Les Opalines/Soir adriatique

L. Vanier (p. 7-8).

SOIR ADRIATIQUE

Le vêtement du soir est celui d’un seigneur :
C’est un gala d’amour qu’offre ce coin du monde.
Telle une barque en fête, au beau pavois de fleurs,
L’île semble rêver dans un clapotis d’onde.

Les palmiers chevelus élargissent leurs doigts
Aux voluptés partout, tièdes, éparsemées,
Et les eucalyptus, comme un ajouré toit,
Déchiquètent l’azur de leurs feuilles lamées.
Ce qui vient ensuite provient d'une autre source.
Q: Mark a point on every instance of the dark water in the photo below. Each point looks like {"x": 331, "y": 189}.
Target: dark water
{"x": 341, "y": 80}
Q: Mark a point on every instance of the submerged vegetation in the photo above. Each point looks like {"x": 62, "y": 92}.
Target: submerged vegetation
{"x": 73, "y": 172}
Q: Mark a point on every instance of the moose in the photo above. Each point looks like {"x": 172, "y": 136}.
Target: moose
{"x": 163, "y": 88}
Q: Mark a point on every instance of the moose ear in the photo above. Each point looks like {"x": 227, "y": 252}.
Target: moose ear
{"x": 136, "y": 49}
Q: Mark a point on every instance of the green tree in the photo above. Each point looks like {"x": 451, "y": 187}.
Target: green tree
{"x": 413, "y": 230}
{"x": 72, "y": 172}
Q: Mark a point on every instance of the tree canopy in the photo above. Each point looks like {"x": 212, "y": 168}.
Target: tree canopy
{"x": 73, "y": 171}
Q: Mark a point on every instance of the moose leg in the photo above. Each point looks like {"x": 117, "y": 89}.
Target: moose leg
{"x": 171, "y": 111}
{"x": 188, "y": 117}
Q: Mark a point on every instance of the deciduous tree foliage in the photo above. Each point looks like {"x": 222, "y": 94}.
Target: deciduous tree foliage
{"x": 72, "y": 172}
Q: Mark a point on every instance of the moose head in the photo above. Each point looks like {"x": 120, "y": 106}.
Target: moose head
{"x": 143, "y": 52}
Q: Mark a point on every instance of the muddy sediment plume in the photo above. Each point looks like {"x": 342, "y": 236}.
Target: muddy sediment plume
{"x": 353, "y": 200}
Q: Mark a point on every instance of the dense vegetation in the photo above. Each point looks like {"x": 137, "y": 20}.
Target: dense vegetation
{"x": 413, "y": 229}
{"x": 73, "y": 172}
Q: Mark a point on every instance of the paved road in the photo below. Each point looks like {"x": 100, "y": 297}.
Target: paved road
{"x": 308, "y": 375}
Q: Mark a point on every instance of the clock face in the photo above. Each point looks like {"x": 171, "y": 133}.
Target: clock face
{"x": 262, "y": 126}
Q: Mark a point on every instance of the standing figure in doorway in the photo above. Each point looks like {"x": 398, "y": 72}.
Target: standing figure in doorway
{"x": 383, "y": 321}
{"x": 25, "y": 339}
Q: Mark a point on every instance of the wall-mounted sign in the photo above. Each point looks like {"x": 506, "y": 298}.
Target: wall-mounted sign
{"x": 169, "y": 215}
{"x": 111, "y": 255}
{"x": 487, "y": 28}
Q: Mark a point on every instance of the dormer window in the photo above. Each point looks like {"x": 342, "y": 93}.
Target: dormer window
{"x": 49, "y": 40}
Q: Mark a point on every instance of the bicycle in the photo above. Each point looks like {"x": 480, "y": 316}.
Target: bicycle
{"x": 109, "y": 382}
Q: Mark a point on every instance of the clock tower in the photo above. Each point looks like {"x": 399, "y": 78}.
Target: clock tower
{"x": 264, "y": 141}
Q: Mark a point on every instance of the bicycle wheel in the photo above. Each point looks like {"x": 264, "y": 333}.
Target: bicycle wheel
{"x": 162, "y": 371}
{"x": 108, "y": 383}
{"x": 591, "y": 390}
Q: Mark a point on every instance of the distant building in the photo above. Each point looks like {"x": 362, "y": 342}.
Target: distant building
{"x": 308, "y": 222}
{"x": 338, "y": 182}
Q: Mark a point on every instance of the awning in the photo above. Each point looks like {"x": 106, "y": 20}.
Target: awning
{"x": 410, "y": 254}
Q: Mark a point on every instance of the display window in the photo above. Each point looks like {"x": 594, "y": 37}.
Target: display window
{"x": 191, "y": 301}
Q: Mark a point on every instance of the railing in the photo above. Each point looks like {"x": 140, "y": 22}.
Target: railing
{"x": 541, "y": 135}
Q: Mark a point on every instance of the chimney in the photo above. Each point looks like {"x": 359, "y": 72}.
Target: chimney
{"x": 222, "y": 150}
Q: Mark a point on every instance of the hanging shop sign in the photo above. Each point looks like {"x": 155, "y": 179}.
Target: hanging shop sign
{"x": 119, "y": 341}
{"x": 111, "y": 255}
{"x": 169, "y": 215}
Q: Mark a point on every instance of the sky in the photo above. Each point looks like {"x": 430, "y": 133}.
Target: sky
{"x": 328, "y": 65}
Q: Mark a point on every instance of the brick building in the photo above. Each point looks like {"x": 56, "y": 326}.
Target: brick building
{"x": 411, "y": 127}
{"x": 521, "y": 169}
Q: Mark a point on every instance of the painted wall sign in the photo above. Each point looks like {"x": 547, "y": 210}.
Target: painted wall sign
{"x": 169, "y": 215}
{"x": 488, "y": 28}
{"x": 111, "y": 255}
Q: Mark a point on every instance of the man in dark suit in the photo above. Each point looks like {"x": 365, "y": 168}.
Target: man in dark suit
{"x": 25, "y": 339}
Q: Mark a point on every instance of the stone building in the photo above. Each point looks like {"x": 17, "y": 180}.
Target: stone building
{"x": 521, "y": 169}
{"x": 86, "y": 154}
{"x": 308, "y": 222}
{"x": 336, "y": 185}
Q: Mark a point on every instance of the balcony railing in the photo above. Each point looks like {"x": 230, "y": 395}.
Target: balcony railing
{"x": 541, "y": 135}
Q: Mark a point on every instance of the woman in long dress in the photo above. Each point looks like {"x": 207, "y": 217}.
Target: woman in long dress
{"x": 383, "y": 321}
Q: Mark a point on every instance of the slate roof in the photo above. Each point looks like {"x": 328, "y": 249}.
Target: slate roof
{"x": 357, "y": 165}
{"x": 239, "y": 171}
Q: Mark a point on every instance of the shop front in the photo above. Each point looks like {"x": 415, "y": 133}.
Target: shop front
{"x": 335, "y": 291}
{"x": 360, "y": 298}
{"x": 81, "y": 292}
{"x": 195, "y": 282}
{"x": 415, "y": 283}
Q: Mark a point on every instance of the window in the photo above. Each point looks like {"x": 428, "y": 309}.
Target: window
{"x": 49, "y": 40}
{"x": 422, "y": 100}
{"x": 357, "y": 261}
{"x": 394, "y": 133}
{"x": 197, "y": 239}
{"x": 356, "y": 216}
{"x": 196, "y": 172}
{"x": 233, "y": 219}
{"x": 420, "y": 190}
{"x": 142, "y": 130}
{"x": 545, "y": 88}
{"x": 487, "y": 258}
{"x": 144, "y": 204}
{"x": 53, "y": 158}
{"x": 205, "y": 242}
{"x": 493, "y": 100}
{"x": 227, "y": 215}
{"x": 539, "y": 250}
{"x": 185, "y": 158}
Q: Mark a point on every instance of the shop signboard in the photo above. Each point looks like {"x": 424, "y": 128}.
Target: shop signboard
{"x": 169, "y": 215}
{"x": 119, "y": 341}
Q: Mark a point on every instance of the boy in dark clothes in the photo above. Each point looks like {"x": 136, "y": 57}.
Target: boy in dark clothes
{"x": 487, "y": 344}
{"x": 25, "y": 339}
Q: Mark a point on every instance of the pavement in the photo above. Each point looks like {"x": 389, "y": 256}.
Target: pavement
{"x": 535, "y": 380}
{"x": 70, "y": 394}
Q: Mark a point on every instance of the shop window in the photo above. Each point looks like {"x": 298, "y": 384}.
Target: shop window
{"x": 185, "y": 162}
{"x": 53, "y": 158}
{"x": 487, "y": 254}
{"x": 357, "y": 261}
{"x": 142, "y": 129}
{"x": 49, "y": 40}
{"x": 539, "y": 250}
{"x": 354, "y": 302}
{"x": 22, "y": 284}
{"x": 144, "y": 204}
En des bassins d’albâtre il bruit des jets d’eau ;
Sur les degrés de marbre aux émotions roses
Penche l’hortensia son précieux fardeau,
Et s’effeuillent la pourpre et la splendeur des roses.


Sous des mimosas d’or on voit danser un dieu,
Dont la chair est de pierre où les siècles se gravent ;
Et parmi le silence extasié du lieu
Se promènent des paons comme des pensers graves.

Déjà la nuit furtive au vol qu’on n’entend point
Ouvre son envergure aux gigantesques ailes,
Et tisse de velours l’espace, à petits points :
C’est comme un reposoir aux formes solennelles.

Et pour mieux méditer l’endemain qu’elle veut,
Ayant, telle une femme avant qu’elle s’endorme,
Sur l’épaule versé le lait de ses cheveux,
Elle ouvre les mille yeux de son sommeil énorme.